He also criticized Huckabee’s calls for Congress members to sacrifice their pensions to help save Social Security.
“If Congress wants to take away someone’s retirement, let them end their own congressional pensions, not your Social Security,” Huckabee said during his Tuesday announcement speech to applause from his supporters.
Deace called that suggestion both an “applause line” and a “false choice” that wouldn’t stand up in the debates. He added that the line, as well as the first half of his speech, sounded like something the Clintons would have said.
“I hate to say this because I love the guy, but Hillary Clinton could have said that and gotten the same amount of applause,” he said.
“I’ve heard nothing in [the first half of] this speech that the last guy who ran for president from Hope would say.”
The nationally syndicated host is a popular pundit with Iowa Christian conservative voters, and many count him as one of the main reasons Huckabee won the state’s GOP caucus in 2008.

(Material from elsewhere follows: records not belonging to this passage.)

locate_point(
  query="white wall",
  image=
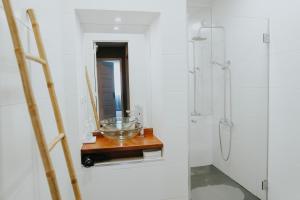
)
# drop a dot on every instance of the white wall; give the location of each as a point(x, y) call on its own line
point(200, 127)
point(21, 171)
point(168, 179)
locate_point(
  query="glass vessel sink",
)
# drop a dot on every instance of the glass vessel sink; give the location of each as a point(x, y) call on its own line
point(120, 128)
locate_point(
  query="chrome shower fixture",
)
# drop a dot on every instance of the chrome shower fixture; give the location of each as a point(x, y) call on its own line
point(223, 66)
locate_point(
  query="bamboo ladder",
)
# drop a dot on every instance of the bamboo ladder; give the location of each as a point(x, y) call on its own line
point(88, 82)
point(44, 149)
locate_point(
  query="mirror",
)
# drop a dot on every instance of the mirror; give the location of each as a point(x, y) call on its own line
point(112, 79)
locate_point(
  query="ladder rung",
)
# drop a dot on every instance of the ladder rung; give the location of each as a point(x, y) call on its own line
point(55, 141)
point(36, 59)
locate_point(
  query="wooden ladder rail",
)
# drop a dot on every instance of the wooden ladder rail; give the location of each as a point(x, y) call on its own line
point(90, 91)
point(32, 106)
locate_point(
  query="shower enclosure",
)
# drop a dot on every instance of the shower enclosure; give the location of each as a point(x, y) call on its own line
point(229, 77)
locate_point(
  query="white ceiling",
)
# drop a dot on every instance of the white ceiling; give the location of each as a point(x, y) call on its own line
point(103, 21)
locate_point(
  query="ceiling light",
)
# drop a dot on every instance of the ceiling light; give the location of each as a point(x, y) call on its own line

Doug Goss, the head of Massachusetts Gov. Mitt Romney’s 2008 campaign, told ABC that Deace was “practically Huckabee’s campaign manager” in the state.
Deace has since soured on Huckabee politically, although he regularly refers to him affectionately. He has taken on the role as an informal adviser to the presidential campaign of Sen. Ted Cruz (R-Texas) in the state, according to the Des Moines Register.